S’il est relativement courant que le domaine des TI soit assimilé à un monde d’hommes, il faut savoir que des femmes ont apporté leurs contributions à ce secteur dès le départ. Ada Lovelace, mathématicienne dans les années 1800, est largement considérée comme une pionnière en matière de programmation. Son apport visionnaire a eu un impact significatif et durable, si bien que deux cents ans plus tard, en l’honneur de cette contribution, le nom d’Ada a été donné à un langage informatique – et à une norme ISO !

Suivant la voie tracée par Ada, la part des femmes dans le secteur des TI ne cesse d’augmenter maintenant qu’elles sont de plus en plus nombreuses à choisir la filière informatique au collège et à l’université. Voici les témoignages d’un groupe de femmes engagées dans le monde de la normalisation des TI. Elles racontent la satisfaction professionnelle, les liens d’amitié, les défis et quelques anecdotes savoureuses qu’elles doivent à cette expérience.

Ada, un langage de programmation plus fiable et plus sûr

Le langage de programmation Ada, souvent utilisé dans le contrôle du trafic aérien, le secteur bancaire et d’autres secteurs à hauts risques en raison de sa fiabilité, gagne en souplesse et en sécurité grâce à la troisième édition d’ISO/CEI 8652:2012, Technologies de l’information – Langages de programmation – Ada.

Une des améliorations de la nouvelle version d’Ada est la composante couramment désignée « programmation par contrat ». Figurant dans très peu d’autres langages, elle renforce de manière significative les programmes contre les bogues et l’utilisation malveillante.

Ada a été conçu à l’origine avec trois grands objectifs :

  • Fiabilité et maintenance de programmes
  • Programmation en tant qu’activité humaine
  • Efficacité

Au fil des ans, le langage a été amélioré pour en accroître la flexibilité et l’extensibilité, le contrôle et le support. La version 2012 améliore encore ses capacités et son expressivité, ainsi que la fiabilité, la sécurité et la sûreté des programmes qui l’utilisent. La révision répond à des besoins réels des utilisateurs, par exemple, en améliorant la portabilité, en définissant les interfaces avec d’autres langages, en introduisant un support formel pour la programmation par contrat et en continuant à améliorer les capacités pour les systèmes orientés objet et temps réel.

« Le langage Ada étant publié sous forme de Norme internationale, les utilisateurs savent que les mises à jour seront accessibles aux développeurs du monde entier, et qu’elles seront stables », explique Joyce Tokar, animatrice du groupe de travail qui a élaboré la norme.

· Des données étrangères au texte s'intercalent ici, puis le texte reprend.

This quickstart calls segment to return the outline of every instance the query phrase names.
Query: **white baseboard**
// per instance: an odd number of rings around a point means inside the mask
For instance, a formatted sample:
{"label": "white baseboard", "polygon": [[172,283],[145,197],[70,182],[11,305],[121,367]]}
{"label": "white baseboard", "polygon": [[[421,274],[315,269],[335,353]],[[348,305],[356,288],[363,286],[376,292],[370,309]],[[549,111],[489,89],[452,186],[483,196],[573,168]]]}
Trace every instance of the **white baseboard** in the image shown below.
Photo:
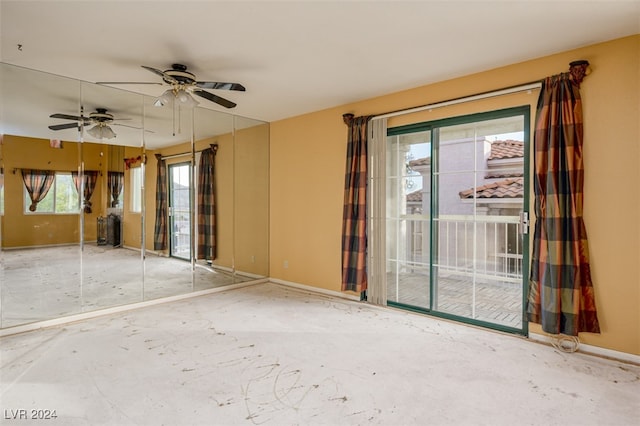
{"label": "white baseboard", "polygon": [[292,281],[285,281],[285,280],[281,280],[281,279],[278,279],[278,278],[269,278],[269,282],[272,282],[272,283],[275,283],[275,284],[281,284],[281,285],[284,285],[284,286],[287,286],[287,287],[297,288],[297,289],[300,289],[300,290],[306,290],[306,291],[309,291],[311,293],[326,294],[327,296],[340,297],[342,299],[348,299],[348,300],[355,300],[356,302],[360,301],[360,297],[359,296],[346,294],[346,293],[342,293],[342,292],[334,291],[334,290],[327,290],[327,289],[320,288],[320,287],[313,287],[313,286],[310,286],[310,285],[295,283],[295,282],[292,282]]}
{"label": "white baseboard", "polygon": [[[529,339],[536,342],[551,345],[551,337],[544,334],[529,333]],[[634,355],[627,352],[614,351],[613,349],[601,348],[593,345],[586,345],[580,342],[578,353],[599,356],[601,358],[613,359],[616,361],[627,362],[630,364],[640,365],[640,355]]]}

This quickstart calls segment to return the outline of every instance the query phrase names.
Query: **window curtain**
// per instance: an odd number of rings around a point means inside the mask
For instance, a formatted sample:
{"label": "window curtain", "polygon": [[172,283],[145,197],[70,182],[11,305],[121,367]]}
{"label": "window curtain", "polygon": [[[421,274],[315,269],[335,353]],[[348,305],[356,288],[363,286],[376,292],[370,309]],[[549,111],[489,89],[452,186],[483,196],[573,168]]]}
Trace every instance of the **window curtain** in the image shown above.
{"label": "window curtain", "polygon": [[367,302],[387,304],[387,119],[369,122],[369,229],[367,234]]}
{"label": "window curtain", "polygon": [[547,333],[569,336],[600,332],[582,218],[579,89],[584,74],[574,74],[572,66],[569,73],[547,77],[538,99],[534,133],[536,223],[527,304],[529,321],[541,324]]}
{"label": "window curtain", "polygon": [[22,180],[24,181],[24,186],[27,188],[29,198],[31,199],[29,211],[36,211],[38,203],[44,200],[49,189],[51,189],[55,176],[56,173],[52,170],[22,170]]}
{"label": "window curtain", "polygon": [[153,231],[153,249],[166,250],[167,244],[167,162],[156,154],[156,225]]}
{"label": "window curtain", "polygon": [[[96,182],[98,181],[98,171],[96,170],[85,170],[83,176],[84,180],[84,190],[82,191],[84,212],[89,214],[91,213],[91,196],[93,195],[93,191],[96,189]],[[73,179],[73,184],[76,186],[76,190],[78,194],[80,194],[80,190],[82,189],[82,182],[80,181],[80,176],[78,172],[71,172],[71,178]]]}
{"label": "window curtain", "polygon": [[118,207],[118,199],[124,187],[124,173],[107,172],[107,185],[111,195],[111,207]]}
{"label": "window curtain", "polygon": [[200,154],[198,166],[198,259],[216,258],[216,170],[217,146]]}
{"label": "window curtain", "polygon": [[371,116],[343,116],[349,127],[342,216],[342,291],[367,289],[367,123]]}

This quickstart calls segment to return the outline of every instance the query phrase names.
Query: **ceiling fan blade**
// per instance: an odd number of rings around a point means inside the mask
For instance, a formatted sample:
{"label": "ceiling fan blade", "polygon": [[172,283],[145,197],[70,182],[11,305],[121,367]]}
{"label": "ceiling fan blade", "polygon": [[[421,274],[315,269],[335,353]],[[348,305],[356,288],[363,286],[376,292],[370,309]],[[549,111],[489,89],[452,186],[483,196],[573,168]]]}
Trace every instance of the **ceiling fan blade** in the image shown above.
{"label": "ceiling fan blade", "polygon": [[240,83],[218,83],[216,81],[196,81],[195,85],[203,89],[238,90],[240,92],[244,92],[247,90]]}
{"label": "ceiling fan blade", "polygon": [[74,127],[80,127],[80,125],[78,123],[65,123],[65,124],[54,124],[53,126],[49,126],[51,130],[72,129]]}
{"label": "ceiling fan blade", "polygon": [[148,81],[96,81],[96,84],[108,85],[108,84],[154,84],[156,86],[162,86],[162,83]]}
{"label": "ceiling fan blade", "polygon": [[165,81],[171,82],[172,84],[180,84],[180,82],[178,80],[176,80],[175,78],[171,77],[169,74],[165,73],[164,71],[160,71],[159,69],[156,69],[156,68],[147,67],[145,65],[141,65],[141,67],[146,69],[146,70],[148,70],[148,71],[151,71],[154,74],[159,75]]}
{"label": "ceiling fan blade", "polygon": [[89,121],[88,117],[79,117],[77,115],[69,115],[69,114],[51,114],[49,117],[51,118],[61,118],[63,120],[75,120],[75,121]]}
{"label": "ceiling fan blade", "polygon": [[[129,126],[127,124],[120,124],[120,123],[111,123],[112,126],[120,126],[120,127],[128,127],[130,129],[136,129],[136,130],[142,130],[142,127],[136,127],[136,126]],[[155,133],[153,130],[144,130],[147,133]]]}
{"label": "ceiling fan blade", "polygon": [[233,108],[233,107],[236,106],[236,104],[231,102],[230,100],[225,99],[225,98],[221,98],[220,96],[216,96],[213,93],[209,93],[209,92],[207,92],[205,90],[195,89],[195,90],[193,90],[193,93],[195,93],[196,95],[201,96],[201,97],[203,97],[205,99],[208,99],[211,102],[215,102],[218,105],[222,105],[225,108]]}

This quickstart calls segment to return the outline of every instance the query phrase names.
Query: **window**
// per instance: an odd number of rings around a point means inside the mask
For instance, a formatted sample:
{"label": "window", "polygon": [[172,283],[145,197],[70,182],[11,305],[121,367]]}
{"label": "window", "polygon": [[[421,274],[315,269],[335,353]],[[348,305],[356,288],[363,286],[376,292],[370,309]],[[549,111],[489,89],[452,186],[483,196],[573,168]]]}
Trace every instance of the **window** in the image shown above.
{"label": "window", "polygon": [[29,210],[31,198],[27,188],[23,187],[25,214],[77,214],[80,212],[78,191],[71,178],[71,173],[56,172],[53,184],[47,195],[38,203],[35,212]]}
{"label": "window", "polygon": [[4,173],[0,170],[0,216],[4,215]]}
{"label": "window", "polygon": [[142,168],[134,167],[131,172],[131,211],[142,212]]}

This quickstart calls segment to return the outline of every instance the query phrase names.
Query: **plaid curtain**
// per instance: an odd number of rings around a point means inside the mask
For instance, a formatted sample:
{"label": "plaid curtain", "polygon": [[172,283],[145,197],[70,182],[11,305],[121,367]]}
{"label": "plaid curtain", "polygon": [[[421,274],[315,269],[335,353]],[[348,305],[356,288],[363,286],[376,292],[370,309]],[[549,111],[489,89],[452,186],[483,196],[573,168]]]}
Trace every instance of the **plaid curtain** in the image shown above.
{"label": "plaid curtain", "polygon": [[118,199],[124,186],[124,172],[107,172],[107,184],[111,195],[111,207],[118,207]]}
{"label": "plaid curtain", "polygon": [[[93,195],[93,191],[96,189],[96,182],[98,181],[98,173],[95,170],[85,170],[84,172],[84,190],[82,192],[82,196],[84,198],[84,212],[91,213],[91,196]],[[73,183],[76,186],[76,191],[80,194],[80,176],[78,172],[71,172],[71,177],[73,178]]]}
{"label": "plaid curtain", "polygon": [[551,334],[599,333],[582,219],[582,102],[569,73],[547,77],[534,133],[536,224],[529,321]]}
{"label": "plaid curtain", "polygon": [[153,249],[166,250],[167,245],[167,162],[156,154],[158,170],[156,174],[156,226],[153,231]]}
{"label": "plaid curtain", "polygon": [[216,258],[216,150],[200,155],[198,166],[198,259]]}
{"label": "plaid curtain", "polygon": [[367,123],[345,116],[349,126],[342,215],[342,291],[367,289]]}
{"label": "plaid curtain", "polygon": [[29,211],[36,211],[38,203],[44,200],[44,197],[47,196],[47,192],[51,189],[55,176],[56,172],[52,170],[22,170],[22,180],[25,188],[27,188],[27,192],[29,193],[29,198],[31,198]]}

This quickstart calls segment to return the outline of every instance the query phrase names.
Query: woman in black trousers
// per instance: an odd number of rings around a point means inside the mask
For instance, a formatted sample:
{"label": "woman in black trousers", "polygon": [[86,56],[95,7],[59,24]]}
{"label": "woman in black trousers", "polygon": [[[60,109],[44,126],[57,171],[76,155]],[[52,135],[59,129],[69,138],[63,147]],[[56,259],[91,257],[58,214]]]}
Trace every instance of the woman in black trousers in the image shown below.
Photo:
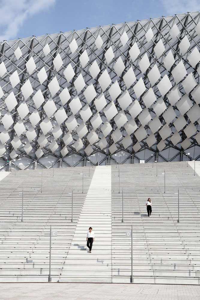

Cet aspect est essentiel parce que le langage Ada est souvent utilisé dans les secteurs où la sécurité et la fiabilité sont déterminantes : par exemple, aviation et contrôle du trafic aérien, satellites, secteur médical, banque, réseaux ferroviaires et de métro, domaine militaire.

Demandé à l’origine par le Ministère américain de la défense pour consolider les langages de programmation utilisés dans l’armée, le langage Ada a été publié en tant que norme ISO en 1987. Il est nommé en l’honneur d’Ada Lovelace, considérée comme la première informaticienne de l’histoire.

Karen Higginbottom – État des lieux

Est-il « politiquement correct » d’écrire un article sur les femmes du comité technique mixte ISO/CEI JTC 1, Technologies de l’information ? J’avoue m’être posé la question. Pour moi qui ai toujours veillé à ne pas être traitée différemment de mes collègues masculins, il y avait là quelque chose de presque incongru. Mais à la 100e réunion du groupe de travail MPEG (Groupe d’experts de l’image animée) de l’ISO/CEI JTC 1, SC 29, Codage du son, de l’image, de l’information multimédia et hypermédia, en mai 2012, la réalité m’a sauté aux yeux. Le nombre des femmes présentes dans l’assistance n’était plus aussi marginal ; certaines étaient même sur l’estrade parmi les conférenciers et les personnalités de premier plan, représentant la normalisation ou leurs entreprises, des universités ou d’autres organisations. J’ai eu une véritable révélation en constatant qu’imperceptiblement les femmes avaient bel et bien gagné beaucoup de terrain.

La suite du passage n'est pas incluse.